Nous nous souvenons :
Peter Lecerf, section locale 4050
Sam Brouwer, section locale 4268
Sean McKim, section locale 591G
Keith Gordon, section locale 114
Tyrone McLeod, section locale 892
Simon Gagnon, section locale 3057
Après ce moment de recueillement solennel, Joanne Hay a animé une discussion au coin du feu avec Jody Young, présidente-directrice générale de Workplace Safety and Prevention Services. Comptant plus de 35 années d’expérience, notamment en tant qu’inspectrice de terrain et sous-ministre adjointe en Ontario et en Alberta, Mme Young a partagé ses réflexions personnelles sur la manière dont les représentantes et représentants des travailleuses et travailleurs peuvent apporter de réels changements sur le lieu de travail.
« Les représentantes et représentants en santé et sécurité sont les yeux et les oreilles du ministère dans votre milieu de travail », a-t-elle expliqué, soulignant le rôle important que jouent ces personnes, tant dans l’instauration d’une culture de sécurité que dans la prévention. Elle a encouragé les participantes et les participants à « mettre à profit leur courage et leur pouvoir d’action sur leur lieu de travail pour faire bouger les choses ».

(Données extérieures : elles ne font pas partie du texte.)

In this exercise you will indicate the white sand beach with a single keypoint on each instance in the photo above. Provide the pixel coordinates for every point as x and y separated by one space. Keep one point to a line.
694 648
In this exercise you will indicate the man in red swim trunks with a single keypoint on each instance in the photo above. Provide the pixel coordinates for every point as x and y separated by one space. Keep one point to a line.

La deuxième journée de la conférence a été consacrée aux aspects pratiques de l’identification des risques. Terry Anonson, ancien chargé d’enquête principal au sein de l’unité d’enquêtes sur la santé et la sécurité au travail de WorkSafeBC, a partagé les leçons tirées de sa carrière, qui l’a amené à diriger des enquêtes sur plus de 20 accidents mortels dans le secteur forestier. Sa vaste expérience des réglementations et son expertise pratique lui ont permis d’offrir aux participantes et participants une perspective unique sur les causes des incidents et sur la manière de remettre en question les suppositions des employeurs.
Il a abordé l’identification des événements critiques pour la sécurité, définis comme impliquant un acteur, une action et une décision. Il a expliqué comment ces données permettent de mieux comprendre les incidents survenant sur le lieu de travail. « Si l’on élimine cet événement, l’accident ne se produira pas : c’est là qu’il faut commencer, a -t-il expliqué. Une fois les événements importants répertoriés dans votre séquence d’événements, vous pouvez commencer à creuser. »

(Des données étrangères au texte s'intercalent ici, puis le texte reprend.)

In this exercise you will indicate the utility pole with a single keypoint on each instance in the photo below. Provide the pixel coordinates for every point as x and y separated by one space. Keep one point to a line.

L’après-midi, les déléguées et délégués ont participé à des séances en petits groupes portant sur un large éventail de thèmes associés aux difficultés actuelles en matière de sécurité. Elles comprenaient, entre autres, des ateliers sur les nanotechnologies et l’avenir de la sécurité, le mythe de la négligence des travailleuses et travailleurs, la préparation aux situations d’urgence et la santé mentale.
La dernière journée de la conférence a apporté une perspective nouvelle sur la promotion de la sécurité au travail. Trina Maher, présidente de Bridging Concepts et membre de la Première Nation de Mattagami, a fait une présentation sur la santé et la sécurité d’un point de vue autochtone. Elle a rappelé aux déléguées et délégués que « la réconciliation n’est pas seulement l'affaire des peuples autochtones, ni celle des gouvernements, ni celle des entreprises. Chacune et chacun d’entre nous peut jouer ce rôle. »
La conférence s’est terminée par une table ronde à laquelle ont participé Niki Lundquist, directrice principale du développement des capacités et de l’inclusion, et Emil Mesic, coordonnateur du Fonds de formation à la santé et à la sécurité. Évoquant la défense des droits par opposition à la discipline, ils ont abordé les protections juridiques dont bénéficient les travailleuses et travailleurs qui subissent des intimidations de la part de leur employeur pour avoir fait part de leurs préoccupations en matière de sécurité.
Au terme d’un week-end de discussions intenses et constructives, les déléguées et délégués sont repartis avec de nouveaux outils, des réseaux plus solides et une détermination renouvelée à militer pour des lieux de travail sécuritaires et sains pour toutes et tous.